Fiduciary Ruling USA....Comparisons to UK Financial Advice

When a hard-won historic milestone is achieved, it’s usually front-page news: The 1966 World Cup victory. The fall of the Berlin Wall… April 6th’s fiduciary ruling by the U.S. Department of Labor (DOL). About that last one. If you heard the news at all, you probably found it buried in the business section or on an international newsfeed. With the ruling, anyone offering advice about U.S. personal pension assets (the equivalent of our pension funds) will be legally required to do so according to the investor’s highest interests, regardless of any conflicting incentives or dual roles they may have.

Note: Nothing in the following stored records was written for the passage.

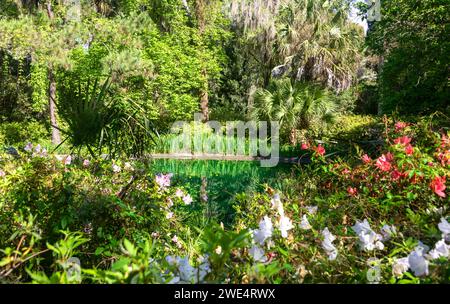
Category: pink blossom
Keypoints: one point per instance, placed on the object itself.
(320, 150)
(409, 150)
(396, 175)
(400, 125)
(352, 191)
(438, 185)
(383, 163)
(163, 180)
(68, 160)
(405, 140)
(366, 159)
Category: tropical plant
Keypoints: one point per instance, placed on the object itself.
(95, 119)
(295, 105)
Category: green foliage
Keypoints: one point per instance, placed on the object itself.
(412, 38)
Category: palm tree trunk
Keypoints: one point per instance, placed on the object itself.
(293, 137)
(204, 98)
(56, 138)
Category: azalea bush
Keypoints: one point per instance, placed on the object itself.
(378, 216)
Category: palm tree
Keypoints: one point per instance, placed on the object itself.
(294, 105)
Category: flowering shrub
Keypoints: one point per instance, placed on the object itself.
(380, 217)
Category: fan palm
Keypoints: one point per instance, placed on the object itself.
(95, 120)
(294, 105)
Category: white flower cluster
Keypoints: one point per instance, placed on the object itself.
(327, 244)
(186, 198)
(265, 230)
(368, 239)
(186, 273)
(304, 224)
(418, 259)
(284, 223)
(38, 151)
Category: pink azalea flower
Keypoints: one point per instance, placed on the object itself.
(366, 159)
(163, 180)
(383, 163)
(179, 193)
(438, 185)
(400, 125)
(389, 157)
(405, 140)
(28, 147)
(352, 191)
(409, 150)
(396, 175)
(320, 150)
(305, 146)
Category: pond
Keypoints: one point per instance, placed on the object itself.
(220, 180)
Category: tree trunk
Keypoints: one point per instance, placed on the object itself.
(293, 137)
(204, 98)
(200, 7)
(56, 138)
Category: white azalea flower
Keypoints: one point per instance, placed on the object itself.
(444, 227)
(277, 204)
(285, 224)
(327, 244)
(203, 269)
(304, 224)
(441, 249)
(163, 180)
(311, 209)
(186, 271)
(400, 266)
(418, 263)
(258, 254)
(368, 239)
(388, 231)
(128, 166)
(265, 230)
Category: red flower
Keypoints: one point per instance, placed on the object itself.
(389, 157)
(405, 140)
(438, 185)
(400, 125)
(366, 159)
(320, 150)
(409, 150)
(352, 191)
(383, 163)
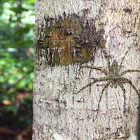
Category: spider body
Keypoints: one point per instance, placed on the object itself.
(113, 76)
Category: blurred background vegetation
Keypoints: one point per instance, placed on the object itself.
(16, 67)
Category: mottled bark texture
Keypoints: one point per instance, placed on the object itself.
(87, 69)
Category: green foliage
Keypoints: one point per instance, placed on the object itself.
(16, 53)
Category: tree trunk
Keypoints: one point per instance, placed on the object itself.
(87, 69)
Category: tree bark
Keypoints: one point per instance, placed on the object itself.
(87, 69)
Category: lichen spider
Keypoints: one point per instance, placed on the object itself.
(113, 76)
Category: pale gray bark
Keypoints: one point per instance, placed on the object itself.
(59, 113)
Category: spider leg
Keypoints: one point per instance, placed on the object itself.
(123, 89)
(95, 81)
(124, 57)
(107, 57)
(130, 83)
(126, 71)
(101, 99)
(96, 68)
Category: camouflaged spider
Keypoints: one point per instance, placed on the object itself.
(114, 77)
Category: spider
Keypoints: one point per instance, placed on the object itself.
(113, 76)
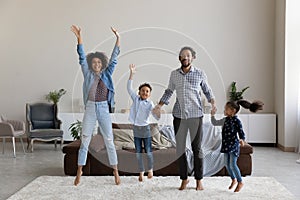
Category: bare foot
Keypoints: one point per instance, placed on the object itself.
(117, 177)
(141, 176)
(150, 174)
(239, 187)
(78, 175)
(183, 184)
(233, 182)
(199, 185)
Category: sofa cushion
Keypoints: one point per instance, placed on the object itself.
(46, 133)
(38, 124)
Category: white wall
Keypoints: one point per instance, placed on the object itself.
(292, 71)
(279, 80)
(234, 41)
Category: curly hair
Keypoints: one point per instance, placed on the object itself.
(190, 49)
(253, 107)
(100, 55)
(145, 84)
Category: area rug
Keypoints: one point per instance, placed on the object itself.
(102, 187)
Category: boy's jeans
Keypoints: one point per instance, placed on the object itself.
(138, 142)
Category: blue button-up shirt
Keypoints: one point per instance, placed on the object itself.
(188, 92)
(140, 109)
(105, 75)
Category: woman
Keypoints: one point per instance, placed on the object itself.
(98, 97)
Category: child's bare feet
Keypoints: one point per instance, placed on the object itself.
(183, 184)
(78, 175)
(141, 176)
(150, 174)
(117, 177)
(239, 187)
(199, 185)
(233, 182)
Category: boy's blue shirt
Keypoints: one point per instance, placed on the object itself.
(105, 76)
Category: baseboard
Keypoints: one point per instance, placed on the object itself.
(286, 149)
(263, 144)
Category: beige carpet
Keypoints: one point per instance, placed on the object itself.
(97, 187)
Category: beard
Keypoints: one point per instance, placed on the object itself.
(185, 63)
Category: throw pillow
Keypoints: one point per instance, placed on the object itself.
(97, 143)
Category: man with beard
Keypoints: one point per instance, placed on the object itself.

That’s the ruling in principle; its best-interest requirements are referred to as “fiduciary.” Being a fiduciary adviser is roughly equivalent to the FCA’s overarching principle of business that commits us to “Treating Customers Fairly” (TCF). Call it fiduciary. Call it TCF. Call it Fred. In essence this quietly released news is big on putting the client first. That’s a move we can applaud, no matter where it occurs or what it’s called.

In reality, just as is the case here in the U.K., the ruling leaves room for improvement. First, its scope is limited to particular assets. Also, politics as usual, it was watered down by several last-minute compromises that might (1) limit how well it can be applied, and (2) dilute the strictest definition of a good investor-adviser relationship with unnecessary exceptions to the rule. If you’re keen on studying the American financial system, This New York Times overview offers a helpful summary of the details.

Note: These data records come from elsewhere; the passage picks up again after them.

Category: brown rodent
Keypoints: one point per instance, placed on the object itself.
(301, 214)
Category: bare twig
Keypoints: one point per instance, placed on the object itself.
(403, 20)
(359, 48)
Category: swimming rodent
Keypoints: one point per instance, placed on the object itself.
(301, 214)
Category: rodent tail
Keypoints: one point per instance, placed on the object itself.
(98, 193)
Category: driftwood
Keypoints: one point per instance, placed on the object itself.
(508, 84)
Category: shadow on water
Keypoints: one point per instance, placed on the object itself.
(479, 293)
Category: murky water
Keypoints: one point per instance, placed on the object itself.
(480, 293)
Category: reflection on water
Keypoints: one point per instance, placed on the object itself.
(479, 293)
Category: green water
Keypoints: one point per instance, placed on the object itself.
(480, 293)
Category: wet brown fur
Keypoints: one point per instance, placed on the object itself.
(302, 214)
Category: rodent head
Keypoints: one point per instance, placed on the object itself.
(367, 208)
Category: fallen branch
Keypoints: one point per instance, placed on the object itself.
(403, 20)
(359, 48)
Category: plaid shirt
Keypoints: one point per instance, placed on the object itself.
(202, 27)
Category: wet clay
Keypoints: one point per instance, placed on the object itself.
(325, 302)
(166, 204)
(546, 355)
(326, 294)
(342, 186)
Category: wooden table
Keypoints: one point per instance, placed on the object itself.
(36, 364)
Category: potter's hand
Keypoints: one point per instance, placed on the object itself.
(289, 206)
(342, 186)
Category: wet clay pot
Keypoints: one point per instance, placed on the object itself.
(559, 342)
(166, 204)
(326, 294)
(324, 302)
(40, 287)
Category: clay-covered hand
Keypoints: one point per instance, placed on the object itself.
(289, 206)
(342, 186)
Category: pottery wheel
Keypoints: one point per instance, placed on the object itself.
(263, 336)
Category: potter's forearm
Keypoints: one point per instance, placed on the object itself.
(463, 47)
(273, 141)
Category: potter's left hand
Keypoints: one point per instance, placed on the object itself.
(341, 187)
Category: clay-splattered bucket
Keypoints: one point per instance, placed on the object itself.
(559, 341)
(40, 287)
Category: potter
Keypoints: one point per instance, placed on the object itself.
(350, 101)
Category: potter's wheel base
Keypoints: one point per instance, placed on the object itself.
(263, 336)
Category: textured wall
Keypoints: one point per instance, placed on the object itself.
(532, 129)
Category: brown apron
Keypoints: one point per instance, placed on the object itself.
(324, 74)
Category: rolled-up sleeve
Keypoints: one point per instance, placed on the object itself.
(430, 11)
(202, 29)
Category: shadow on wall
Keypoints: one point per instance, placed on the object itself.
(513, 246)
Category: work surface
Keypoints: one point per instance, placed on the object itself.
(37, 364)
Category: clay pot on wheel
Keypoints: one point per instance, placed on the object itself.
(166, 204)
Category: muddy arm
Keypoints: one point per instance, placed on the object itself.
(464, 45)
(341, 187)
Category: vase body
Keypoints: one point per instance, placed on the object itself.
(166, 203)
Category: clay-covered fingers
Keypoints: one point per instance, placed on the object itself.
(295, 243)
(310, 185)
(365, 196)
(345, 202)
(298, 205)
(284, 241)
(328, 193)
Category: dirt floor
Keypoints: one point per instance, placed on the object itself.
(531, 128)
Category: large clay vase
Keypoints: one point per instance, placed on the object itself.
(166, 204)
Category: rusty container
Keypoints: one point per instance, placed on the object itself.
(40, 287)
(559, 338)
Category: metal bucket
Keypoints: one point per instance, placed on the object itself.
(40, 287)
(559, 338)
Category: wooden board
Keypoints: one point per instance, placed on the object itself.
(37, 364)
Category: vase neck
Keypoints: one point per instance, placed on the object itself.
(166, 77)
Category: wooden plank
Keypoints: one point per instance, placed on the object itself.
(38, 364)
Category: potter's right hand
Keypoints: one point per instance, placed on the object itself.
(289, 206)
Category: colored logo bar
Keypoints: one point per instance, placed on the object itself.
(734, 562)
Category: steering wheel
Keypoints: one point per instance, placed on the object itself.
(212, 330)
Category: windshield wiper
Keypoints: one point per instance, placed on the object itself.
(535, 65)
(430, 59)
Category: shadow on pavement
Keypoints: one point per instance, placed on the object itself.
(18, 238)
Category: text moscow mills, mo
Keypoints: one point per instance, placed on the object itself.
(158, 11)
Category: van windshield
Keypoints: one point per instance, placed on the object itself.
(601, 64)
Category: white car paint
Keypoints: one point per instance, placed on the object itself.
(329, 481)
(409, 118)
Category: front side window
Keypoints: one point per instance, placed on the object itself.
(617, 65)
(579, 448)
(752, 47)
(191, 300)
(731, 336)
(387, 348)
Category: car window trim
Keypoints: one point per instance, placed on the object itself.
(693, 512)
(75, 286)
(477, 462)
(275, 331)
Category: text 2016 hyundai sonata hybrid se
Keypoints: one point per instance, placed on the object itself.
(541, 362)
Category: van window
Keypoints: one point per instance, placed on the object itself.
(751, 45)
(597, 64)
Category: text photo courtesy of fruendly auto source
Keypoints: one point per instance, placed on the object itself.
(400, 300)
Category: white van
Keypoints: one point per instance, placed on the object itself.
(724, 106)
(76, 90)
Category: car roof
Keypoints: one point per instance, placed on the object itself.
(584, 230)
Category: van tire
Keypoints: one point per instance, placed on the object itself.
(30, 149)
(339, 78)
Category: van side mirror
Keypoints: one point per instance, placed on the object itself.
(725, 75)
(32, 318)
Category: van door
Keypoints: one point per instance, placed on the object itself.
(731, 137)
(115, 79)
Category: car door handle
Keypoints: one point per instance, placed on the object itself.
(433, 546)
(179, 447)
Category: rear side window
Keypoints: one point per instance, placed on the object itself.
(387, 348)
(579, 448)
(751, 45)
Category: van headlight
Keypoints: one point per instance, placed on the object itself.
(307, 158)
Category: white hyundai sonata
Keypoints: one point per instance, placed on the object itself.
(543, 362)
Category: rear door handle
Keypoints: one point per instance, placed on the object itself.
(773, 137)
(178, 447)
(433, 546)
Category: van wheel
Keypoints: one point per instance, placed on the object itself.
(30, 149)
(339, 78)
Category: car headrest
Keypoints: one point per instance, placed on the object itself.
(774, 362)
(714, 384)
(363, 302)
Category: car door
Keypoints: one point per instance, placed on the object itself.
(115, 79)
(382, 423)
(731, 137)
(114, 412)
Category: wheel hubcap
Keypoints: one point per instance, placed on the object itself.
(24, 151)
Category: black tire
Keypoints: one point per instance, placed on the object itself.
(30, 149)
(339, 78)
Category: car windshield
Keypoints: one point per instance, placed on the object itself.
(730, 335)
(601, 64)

In short, the DOL’s ruling won’t eliminate every bad thing that can happen to a good investor – not even close. Still, for all of its flaws, it appears to be generating improvements. In anticipation of it, several large U.S. financial firms have already begun adjusting conflicted business models, shifting toward more efficiently managed products and lowering inflated prices.

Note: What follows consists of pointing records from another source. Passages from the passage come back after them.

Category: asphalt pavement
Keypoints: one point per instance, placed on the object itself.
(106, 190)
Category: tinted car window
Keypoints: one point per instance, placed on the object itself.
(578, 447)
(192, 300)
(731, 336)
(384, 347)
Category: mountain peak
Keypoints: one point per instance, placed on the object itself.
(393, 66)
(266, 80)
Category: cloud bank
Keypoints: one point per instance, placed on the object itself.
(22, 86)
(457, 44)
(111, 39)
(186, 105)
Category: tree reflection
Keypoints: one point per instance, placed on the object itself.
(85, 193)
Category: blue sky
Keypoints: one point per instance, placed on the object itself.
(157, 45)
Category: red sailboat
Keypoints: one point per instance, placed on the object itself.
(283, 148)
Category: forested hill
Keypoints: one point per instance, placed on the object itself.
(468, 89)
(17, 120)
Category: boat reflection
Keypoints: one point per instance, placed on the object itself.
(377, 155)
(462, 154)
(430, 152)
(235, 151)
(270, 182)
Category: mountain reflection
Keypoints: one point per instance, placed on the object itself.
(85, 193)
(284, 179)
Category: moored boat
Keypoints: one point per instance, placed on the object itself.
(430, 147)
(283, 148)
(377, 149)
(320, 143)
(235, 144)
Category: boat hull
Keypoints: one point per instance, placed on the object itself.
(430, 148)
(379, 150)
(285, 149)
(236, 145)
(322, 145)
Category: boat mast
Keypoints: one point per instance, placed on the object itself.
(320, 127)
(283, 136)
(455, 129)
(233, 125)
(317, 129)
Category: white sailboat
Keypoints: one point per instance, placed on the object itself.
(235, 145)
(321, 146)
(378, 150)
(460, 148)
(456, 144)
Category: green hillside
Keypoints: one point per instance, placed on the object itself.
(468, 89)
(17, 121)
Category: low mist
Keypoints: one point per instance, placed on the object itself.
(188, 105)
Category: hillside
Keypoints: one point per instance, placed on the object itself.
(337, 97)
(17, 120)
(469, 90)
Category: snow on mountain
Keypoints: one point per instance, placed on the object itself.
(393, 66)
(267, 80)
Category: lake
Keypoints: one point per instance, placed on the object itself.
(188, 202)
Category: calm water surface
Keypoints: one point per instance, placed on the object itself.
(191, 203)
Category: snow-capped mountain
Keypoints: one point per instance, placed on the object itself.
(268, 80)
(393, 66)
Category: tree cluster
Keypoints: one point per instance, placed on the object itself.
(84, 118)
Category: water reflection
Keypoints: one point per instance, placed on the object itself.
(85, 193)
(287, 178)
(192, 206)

What does this have to do with U.K. investors?

Most of all, we hope the changes will inspire further improvements to our own, similarly hard-fought initiatives, summarised here:

• TCF has been in existence since financial regulation came about, but the Financial Services Authority began focusing on it in earnest around 2008 (during those particularly challenging financial times).

• Ever since, advisory firms have been required to demonstrate that they are delivering against this important principle in everything they do. This is on top of other specific rules and regulations firms must follow; regulators can challenge those not meeting their obligations.

• More recently, the U.K. initiated the Retail Distribution Review (RDR). The aim was to increase advisers’ professionalism by increasing minimum qualifications, and requiring greater transparency on earning disclosures.

• Financial services could be due for another shake up, following the Financial Advice Market Review conducted by HM Treasury and the FCA. In the coming year, they intend to use the review to look at how investors receive advice and make investment decisions. Combine this review with our European Economic Area influences and the looming potential for a Brexit … and who knows what may unfold – or not – with respect to improved investor advocacy.

Come what may, as a proud, financial planning firm, we remain dedicated to advising you on how to best manage your wealth – all of your wealth – according to your goals and challenges. From a practical perspective, this means that TCF and RDR had a limited effect on us; we were already well-qualified, well-capitalised and well-positioned to demonstrate that we treat our clients fairly. With or without any regulatory requirements, this is what we do; it’s who we are. It’s bred in our bone.

We welcome any questions you may have about your own best interests as an investor. In the meantime, if you ever notice other firms mimicking us as a result of any new requirements that may unfold from here, you might want to ask them: What took you so long?